Sebastian Molano on why the old marriage model doesn’t work anymore.
One of the traditional pillars of masculinity is the ability of a male to provide. Under this view, it is a major duty of each man to find all the needed resources for his household. Love, tenderness, and words of support are not as important as providing a roof, three meals a day and education. A man is valued by his ability to bring that paycheck to the table each month, deriving pride and satisfaction from it. This, regardless of how much he hates his job, how long the commute takes or how he feels about it. The feelings of such man are not as important as the fulfillment of his responsibilities.
I have seen this for so many years, in the eyes of my dad and in the lives of many of the men that I was surrounded by growing up. Those men were taught by their own fathers that a real man is a man who provides for his family, and in doing so, prove their value to themselves and to others. For many years of my life I believed that part of my charm as a single man resided in my ability to be portrayed as a good provider, a good financial provider.
This scenario was valid under key assumptions. For instance, the man was the primary breadwinner. Also, when women were working but their contributions to the family accounts were marginal. Men had stable jobs where it was possible to build a career and retire from the same company. But most importantly, one single partner working, in this case the man, was able to bring enough money to satisfy family needs.
Today these assumptions do not hold.
As the economic conditions have shifted, job stability is the exception not the rule. One income per household is not enough to provide a roof, three meals a day and education for a family. If all the variables are changing, why should we assume that traditional versions of masculinity may remain untouched?
In this quest for a new and needed masculinity, being a man today is not about being able to provide financially for your family on your own. It is about taking care of your family financial situation with your partner. It is about talking about goals, dreams and spreadsheets. It is about taking the “I am the man, I manage it” mask off and feeling vulnerable: vulnerable but empowered to take charge of your financial situation today and for the future.
Being a man today demands not feeling emasculated if your partner makes more money than you, because bringing less money to the table than your wife or your partner does not mean that you have failed as a man, or that you are half or a quarter of a man. In a relay race, each participant takes turns based on how the race plays out. The same principle applies in life: being a stay home parent or being professionally happy is as important as bringing enough money home. Sometimes the challenge is about how to make it happen. And sometimes it comes down to how much money is enough money.

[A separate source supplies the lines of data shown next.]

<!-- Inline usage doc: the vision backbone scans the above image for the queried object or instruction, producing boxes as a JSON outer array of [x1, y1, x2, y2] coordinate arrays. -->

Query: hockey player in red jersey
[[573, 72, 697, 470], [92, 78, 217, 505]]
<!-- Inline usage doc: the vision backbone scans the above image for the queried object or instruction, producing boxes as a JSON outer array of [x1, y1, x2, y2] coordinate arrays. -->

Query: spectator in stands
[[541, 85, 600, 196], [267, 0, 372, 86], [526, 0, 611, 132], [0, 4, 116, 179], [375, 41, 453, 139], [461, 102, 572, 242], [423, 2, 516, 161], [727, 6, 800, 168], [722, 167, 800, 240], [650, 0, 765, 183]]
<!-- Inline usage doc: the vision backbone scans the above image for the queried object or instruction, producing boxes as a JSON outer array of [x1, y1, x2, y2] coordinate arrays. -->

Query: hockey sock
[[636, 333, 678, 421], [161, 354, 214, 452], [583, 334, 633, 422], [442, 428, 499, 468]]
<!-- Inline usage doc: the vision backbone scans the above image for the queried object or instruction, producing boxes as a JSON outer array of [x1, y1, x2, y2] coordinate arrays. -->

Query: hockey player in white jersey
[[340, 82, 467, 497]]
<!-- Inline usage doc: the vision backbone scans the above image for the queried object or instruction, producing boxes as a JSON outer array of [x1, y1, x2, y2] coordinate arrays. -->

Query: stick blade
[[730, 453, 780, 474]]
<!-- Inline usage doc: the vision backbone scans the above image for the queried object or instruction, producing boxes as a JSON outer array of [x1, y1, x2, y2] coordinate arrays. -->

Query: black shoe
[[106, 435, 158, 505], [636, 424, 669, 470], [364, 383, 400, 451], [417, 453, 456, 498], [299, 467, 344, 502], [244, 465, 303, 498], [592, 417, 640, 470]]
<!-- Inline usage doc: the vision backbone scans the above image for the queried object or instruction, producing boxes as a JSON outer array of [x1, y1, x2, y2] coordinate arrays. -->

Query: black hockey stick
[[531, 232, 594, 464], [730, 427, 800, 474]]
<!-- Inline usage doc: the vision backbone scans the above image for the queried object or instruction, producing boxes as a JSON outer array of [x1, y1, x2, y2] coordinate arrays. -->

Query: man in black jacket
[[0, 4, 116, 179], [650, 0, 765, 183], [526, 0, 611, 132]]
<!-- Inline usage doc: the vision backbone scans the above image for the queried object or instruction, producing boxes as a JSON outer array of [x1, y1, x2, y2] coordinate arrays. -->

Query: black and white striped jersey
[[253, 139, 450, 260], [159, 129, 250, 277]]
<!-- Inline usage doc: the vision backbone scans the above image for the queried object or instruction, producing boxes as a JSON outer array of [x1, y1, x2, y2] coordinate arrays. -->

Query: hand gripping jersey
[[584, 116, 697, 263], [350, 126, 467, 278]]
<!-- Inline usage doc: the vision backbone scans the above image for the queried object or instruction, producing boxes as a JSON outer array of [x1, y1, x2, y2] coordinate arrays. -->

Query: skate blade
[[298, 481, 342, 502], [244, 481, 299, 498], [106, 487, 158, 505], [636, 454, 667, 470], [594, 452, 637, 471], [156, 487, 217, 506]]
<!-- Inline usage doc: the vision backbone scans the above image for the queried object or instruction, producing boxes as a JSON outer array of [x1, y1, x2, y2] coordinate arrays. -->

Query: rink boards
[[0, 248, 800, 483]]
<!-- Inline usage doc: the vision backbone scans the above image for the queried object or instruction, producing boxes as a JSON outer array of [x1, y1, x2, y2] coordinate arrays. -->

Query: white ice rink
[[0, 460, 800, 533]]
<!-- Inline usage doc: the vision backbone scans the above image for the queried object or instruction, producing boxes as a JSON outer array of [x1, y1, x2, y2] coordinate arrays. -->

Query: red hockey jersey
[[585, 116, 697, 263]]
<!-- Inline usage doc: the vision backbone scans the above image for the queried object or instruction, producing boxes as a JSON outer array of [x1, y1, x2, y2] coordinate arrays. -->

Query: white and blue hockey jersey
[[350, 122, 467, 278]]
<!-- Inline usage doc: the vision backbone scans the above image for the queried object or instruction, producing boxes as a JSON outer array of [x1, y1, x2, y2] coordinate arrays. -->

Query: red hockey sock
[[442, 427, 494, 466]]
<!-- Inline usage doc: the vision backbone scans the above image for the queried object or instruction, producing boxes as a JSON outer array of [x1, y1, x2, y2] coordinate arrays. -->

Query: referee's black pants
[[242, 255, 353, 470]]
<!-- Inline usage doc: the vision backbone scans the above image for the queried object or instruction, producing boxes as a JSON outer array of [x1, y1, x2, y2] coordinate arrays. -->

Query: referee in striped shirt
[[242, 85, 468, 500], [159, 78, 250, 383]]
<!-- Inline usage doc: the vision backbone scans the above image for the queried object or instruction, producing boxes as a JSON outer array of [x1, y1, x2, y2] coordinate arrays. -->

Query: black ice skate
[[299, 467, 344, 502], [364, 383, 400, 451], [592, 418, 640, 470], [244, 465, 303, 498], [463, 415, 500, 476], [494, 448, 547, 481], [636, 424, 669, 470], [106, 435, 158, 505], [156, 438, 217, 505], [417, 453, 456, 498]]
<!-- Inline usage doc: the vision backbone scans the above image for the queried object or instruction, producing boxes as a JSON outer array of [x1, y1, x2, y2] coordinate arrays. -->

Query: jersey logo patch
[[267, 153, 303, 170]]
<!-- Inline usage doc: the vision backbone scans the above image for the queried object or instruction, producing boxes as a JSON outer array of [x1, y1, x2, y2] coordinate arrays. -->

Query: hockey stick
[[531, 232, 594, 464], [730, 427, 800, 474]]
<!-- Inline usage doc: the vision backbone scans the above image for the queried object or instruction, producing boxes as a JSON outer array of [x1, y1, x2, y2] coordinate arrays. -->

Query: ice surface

Today, being a man means that you do not have to sacrifice your dreams and hopes for a paycheck, and if you do, it is because you and your partner are working a strategy, a plan so each of you find the space for doing what motivates you in life.
—modified photo Mike Licht / Flickr Creative Commons
Thank you all for your comments and sharing your stories, I really appreciate it. I think that speaking openly about these matters is fundamental to generate needed dialogue on what we want in a relationship. It takes time and make yourself vulnerable but it pays off. I want to share a very interesting post on this matter:
https://goodmenproject.com/featured-content/we-help-women-by-helping-men-dnpa/
With the hopes of not sounding bitter, this is the issue that ended my marriage. I’m a high school graduate who built a successful consulting practice. When we married, my wife was a professor at a major university in Boston making a fine salary. My wife has two bachelors degrees, a masters, and a Ph.D. After a few years, she quit her job saying she just didn’t like having to put up with meetings and other normal responsibilities of employment. We married later in life and needed a duel income to maximize our retirement. After years of traveling close to… Read more »
Wow! Powerfully spoken Jeff! Thank you for telling your story!
I am reminded of an occasion when my friend was poking fun at me for ordering a ‘girly’ drink at the pub.
“That’s not a man’s drink!” he laughed. “Real men drink _____.”
Before I could answer, a man sitting next to us at the bar quipped “real men drink whatever the hell they want to drink”.
To apply that to life and/or marriage, I suppose you’d modify that to “real men do whatever the hell they want” . . . with the usual caveats about happiness and sustainable behaviour etc.
I loved the article, Sebastian. I feel like changing this paradigm begins with childrearing, and encouraging both our sons and daughters to express their feelings. Rather than encouraging our sons to toughen up and not cry, embrace their emotional sides too, and by doing so, we encourage the next male generation to be more open and expressive. And in doing so, daughters and friends become more accepting of males in their lives who do cry, who can talk about their feelings, and need to be cared for and provided for as well.
You need less to convince men of this than the women they marry, who, too often, seek the career, yet still demand that the man is not fully a man unless he “takes care of them.”
I suspect this conflicting demand of women is why so many have lost good men as husbands. I certainly know my own wife lost me for this very reason. A man can tolerate many things, but not disrespect from his professional spouse because he has not satisfied the older demands. Men are condemned, no matter what they do, or what they achieve.